Benim mantığıma göre yer alması gereken pek çok ürünü de eklemeyi unutmuş
olabilirim. Ancak, bu tabloları zenginleştirmek açısından herhangi bir çabayı
da kendimce gerekli görmüyorum. Bugün için doğru / eksiksiz olsa bile,
gelecekte yanlış / eksik olacağı kesin bir tablo için fazla zaman harcamaya
gerek yok. Bu yazının, varmak istediği amaç, çok daha başka; tablolar ise
sadece birer araç. Okunmaları ve incelenmeleri, bu yazının amacına ulaşması
için gerekli; sonrasında, dileyen istediği amaçla yararlanabilir /
geliştirebilir / unutabilir.
Teknolojik Girdap
Teknolojik gelişim, basit ürünlerle başlamıştır. Her ürünün bir
ustası, her ustanın en az bir çırağı olmuş ve yapım teknikleri ile işlevsel /
estetik özellikler, nesilden nesile giderek güzelleşen / özgünleşen bir süreç
içinde gelişmişlerdir.
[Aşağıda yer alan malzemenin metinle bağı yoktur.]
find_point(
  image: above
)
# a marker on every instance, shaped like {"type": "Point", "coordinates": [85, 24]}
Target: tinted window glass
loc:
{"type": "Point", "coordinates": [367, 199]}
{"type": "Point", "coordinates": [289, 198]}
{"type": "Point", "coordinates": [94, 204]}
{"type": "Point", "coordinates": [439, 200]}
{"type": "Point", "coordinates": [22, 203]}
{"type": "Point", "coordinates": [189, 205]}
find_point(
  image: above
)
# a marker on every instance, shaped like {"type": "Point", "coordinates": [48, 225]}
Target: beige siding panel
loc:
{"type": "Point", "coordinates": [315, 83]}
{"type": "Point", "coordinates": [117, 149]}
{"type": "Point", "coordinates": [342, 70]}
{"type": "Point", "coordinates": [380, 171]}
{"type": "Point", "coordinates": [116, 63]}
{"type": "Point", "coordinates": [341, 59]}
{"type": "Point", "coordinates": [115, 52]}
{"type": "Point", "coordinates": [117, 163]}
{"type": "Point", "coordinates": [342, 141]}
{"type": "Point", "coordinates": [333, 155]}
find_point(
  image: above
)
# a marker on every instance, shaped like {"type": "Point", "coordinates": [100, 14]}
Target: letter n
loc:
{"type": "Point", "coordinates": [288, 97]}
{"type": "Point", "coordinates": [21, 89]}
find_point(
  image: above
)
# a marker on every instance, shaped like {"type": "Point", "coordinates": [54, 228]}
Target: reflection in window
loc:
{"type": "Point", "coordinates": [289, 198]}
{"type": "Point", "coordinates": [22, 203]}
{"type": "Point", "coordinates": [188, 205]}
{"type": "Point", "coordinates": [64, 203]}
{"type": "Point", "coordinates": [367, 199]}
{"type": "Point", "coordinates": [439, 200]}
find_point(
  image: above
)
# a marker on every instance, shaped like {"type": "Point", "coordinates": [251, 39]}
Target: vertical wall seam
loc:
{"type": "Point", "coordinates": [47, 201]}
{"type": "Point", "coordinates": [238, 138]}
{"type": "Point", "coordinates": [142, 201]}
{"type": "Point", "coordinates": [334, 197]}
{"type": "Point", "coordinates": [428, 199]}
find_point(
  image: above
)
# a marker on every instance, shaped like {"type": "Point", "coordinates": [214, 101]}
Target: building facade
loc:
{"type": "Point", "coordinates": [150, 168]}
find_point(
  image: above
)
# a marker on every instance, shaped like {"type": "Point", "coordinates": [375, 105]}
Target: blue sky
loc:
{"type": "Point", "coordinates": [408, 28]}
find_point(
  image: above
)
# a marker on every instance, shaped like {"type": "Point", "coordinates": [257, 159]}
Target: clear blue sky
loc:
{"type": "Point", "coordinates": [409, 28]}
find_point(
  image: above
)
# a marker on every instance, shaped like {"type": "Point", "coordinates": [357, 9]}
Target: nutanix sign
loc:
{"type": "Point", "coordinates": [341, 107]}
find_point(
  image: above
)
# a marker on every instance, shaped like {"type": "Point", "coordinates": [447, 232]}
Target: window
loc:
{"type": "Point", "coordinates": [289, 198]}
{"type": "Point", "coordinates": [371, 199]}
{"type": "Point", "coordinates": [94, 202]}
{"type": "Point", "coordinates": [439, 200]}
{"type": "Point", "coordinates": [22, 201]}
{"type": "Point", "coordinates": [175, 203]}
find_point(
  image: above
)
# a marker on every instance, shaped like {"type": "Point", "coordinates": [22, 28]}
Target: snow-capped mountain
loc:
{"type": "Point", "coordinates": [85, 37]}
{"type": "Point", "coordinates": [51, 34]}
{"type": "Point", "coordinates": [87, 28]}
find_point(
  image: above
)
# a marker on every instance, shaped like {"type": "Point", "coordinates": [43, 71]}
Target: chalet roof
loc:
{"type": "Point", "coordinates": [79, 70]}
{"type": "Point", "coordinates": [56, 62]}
Her devir, kendi basit ürünlerini de yaratmış ve
yaratmaktadır / bu böylece de sürüp gidecektir. Kazma / keser / mala / gönye
gibi aletler, başlangıçtan beri vardılar, yarın da var olacaklar /
üretileceklerdir fakat bir ütü masasının geçmişi, ütünün icadından sonra başlamıştır;
iş üreten bir endüstriyel ürün, kendi basit gerecinin de üretilmesinin sebebi
olmuştur.
Basit / iş üretmeyen ürünlerin endüstriyel olarak / seri halde
üretilmeleri; teknolojinin, hiçbir estetik kaygı taşımaksızın, çoğu zaman
bilimin de önünde giderek yaptığı, profesyonel amaçlı buluşlardan sonrasına
rastlar. Teknoloji, enerjiyi dönüştürmeyi becerdikten sonra, bir yandan kendi
kendisini tek tek kopyalarken (CNC makinalarda olduğu gibi) bir yandan da basit
ürünlerin endüstriyel üretimlerine başlamıştır. Teknolojinin, kendi kendisini
de endüstriyel olarak kopyalamaya / üretmeye / geliştirmeye başlaması ile
ortaya çıkan kapasite, çılgın bir tempo ile basit ve ev-büro tipi endüstriyel
ürünlerin tasarlanması ve üretilmesi sürecini başlatmış ve bu süreç, yukarıda
ütü masası örneğinde olduğu gibi, kendi basit ürününü / gerecini yaratmıştır.
Bugün, gelişmiş olan ülkelerde endüstri, fasit / kısır bir çember çizmektedir:
Basitten gelmiştir fakat artık kendi basitini yaratmaktadır.
Teknolojinin bu hareketi, yükselen bir grafik eğrisi, bir trend
değildir; bu hareket, derinliğini, çapını ve hızını giderek arttıran bir
girdap, bir fasit / kısır çemberdir. Enerjisini, teknolojisinin sürekli olarak
kendisini kopyalamasından / üretmesinden / geliştirmesinden / yenilemesinden
alıyor; her nesil bir öncekinden daha iyi oluyor.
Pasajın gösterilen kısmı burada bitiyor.